I've got fields that are free-form text and allow just about any combination of numbers/symbols. What's the best way to validate these to prevent SQL Injection? Can I run a simple replace of tick marks? Is there a method out there I can plug in to use?
Add a comment
|
2 Answers
Just use parameterized queries! Check out this article here: http://www.functionx.com/aspnet/sqlserver/parameterized.htm
4 Comments
David
Parameterized queries are a line of defense, but you can still use them and leave yourself vulnerable. Check out this article: owasp.org/index.php/Guide_to_SQL_Injection and bookmark the OWASP site for all of your security questions.
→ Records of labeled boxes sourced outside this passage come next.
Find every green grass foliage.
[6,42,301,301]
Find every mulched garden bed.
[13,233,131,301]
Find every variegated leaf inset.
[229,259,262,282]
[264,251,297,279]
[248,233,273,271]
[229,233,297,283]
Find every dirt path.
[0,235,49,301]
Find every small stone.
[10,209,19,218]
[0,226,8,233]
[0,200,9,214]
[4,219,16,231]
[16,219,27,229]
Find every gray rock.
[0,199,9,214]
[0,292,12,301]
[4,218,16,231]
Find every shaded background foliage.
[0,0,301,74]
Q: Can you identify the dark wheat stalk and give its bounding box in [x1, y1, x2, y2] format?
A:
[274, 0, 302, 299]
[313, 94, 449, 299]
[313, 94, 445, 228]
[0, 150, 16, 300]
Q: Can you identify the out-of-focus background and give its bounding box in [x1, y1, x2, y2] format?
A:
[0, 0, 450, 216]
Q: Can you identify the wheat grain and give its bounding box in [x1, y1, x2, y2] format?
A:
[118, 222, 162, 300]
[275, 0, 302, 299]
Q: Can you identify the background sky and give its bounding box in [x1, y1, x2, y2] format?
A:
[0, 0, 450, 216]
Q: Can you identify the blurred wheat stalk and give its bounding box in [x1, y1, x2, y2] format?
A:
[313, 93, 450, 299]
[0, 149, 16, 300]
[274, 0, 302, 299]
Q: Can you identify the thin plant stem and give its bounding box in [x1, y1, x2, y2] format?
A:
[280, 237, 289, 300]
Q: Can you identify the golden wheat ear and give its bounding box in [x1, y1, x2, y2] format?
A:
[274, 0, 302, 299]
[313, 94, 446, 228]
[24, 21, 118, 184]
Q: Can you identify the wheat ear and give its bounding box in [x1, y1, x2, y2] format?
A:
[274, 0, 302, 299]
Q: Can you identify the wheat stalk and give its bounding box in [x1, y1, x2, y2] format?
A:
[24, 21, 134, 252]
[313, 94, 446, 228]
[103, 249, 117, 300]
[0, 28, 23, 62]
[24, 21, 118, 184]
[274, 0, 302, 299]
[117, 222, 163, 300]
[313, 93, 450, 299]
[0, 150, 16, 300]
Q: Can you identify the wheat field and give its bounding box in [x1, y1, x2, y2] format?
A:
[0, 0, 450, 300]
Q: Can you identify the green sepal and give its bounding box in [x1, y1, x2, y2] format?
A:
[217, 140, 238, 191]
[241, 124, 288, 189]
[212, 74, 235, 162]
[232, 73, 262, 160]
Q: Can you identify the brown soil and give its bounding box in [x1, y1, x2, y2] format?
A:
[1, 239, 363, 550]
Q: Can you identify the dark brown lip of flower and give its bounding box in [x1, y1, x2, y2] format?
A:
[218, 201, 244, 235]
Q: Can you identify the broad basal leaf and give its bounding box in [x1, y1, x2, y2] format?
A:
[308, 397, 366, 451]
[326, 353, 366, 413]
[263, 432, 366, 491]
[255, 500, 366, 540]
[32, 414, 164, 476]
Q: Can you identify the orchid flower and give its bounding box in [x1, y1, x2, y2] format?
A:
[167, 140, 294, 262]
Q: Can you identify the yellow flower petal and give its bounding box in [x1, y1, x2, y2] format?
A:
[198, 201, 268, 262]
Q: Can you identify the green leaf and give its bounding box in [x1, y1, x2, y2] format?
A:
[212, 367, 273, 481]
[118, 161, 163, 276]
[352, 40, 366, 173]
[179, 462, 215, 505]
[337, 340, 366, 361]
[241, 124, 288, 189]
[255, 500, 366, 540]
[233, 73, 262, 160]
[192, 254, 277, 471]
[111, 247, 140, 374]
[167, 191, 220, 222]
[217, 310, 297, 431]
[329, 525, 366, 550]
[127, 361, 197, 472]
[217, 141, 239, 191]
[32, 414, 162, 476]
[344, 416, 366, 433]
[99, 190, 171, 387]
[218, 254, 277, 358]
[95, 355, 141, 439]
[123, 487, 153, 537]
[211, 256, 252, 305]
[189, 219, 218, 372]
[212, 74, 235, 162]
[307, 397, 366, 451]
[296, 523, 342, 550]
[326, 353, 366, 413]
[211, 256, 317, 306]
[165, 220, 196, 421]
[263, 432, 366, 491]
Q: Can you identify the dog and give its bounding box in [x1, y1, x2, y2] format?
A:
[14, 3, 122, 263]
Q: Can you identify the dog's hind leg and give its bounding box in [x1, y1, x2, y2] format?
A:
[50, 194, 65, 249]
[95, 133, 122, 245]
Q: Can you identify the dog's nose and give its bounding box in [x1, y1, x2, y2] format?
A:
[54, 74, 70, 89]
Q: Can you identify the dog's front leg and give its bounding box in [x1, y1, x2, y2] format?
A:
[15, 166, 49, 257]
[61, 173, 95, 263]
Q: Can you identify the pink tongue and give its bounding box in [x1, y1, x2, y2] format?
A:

It's a very good place to learn.
John Saunders
@David: as far as I know, the only potential problem with parameterized queries or stored procedures is if you use dynamic SQL. "So, don't do that!".
David
@John Saunders - Absolutely! I just like to refer just about everyone with a security question to the OWASP site. For now it's the most comprehensive resource I've found on the topic.
Soleil
@Erich 404 page not found.
There are various methods outlined here: How To: Protect From SQL Injection in ASP.NET
quote:
Countermeasures include using a list of acceptable characters to constrain input, using parameterized SQL for data access, and using a least privileged account that has restricted permissions in the database. Using stored procedures with parameterized SQL is the recommended approach because SQL parameters are type safe. Type-safe SQL parameters can also be used with dynamic SQL. In situations where parameterized SQL cannot be used, consider using character escaping techniques.
Validation controls can help, though run them server side, not client side. ASP.NET does have some protection built in also, but I wouldn't rely on it alone.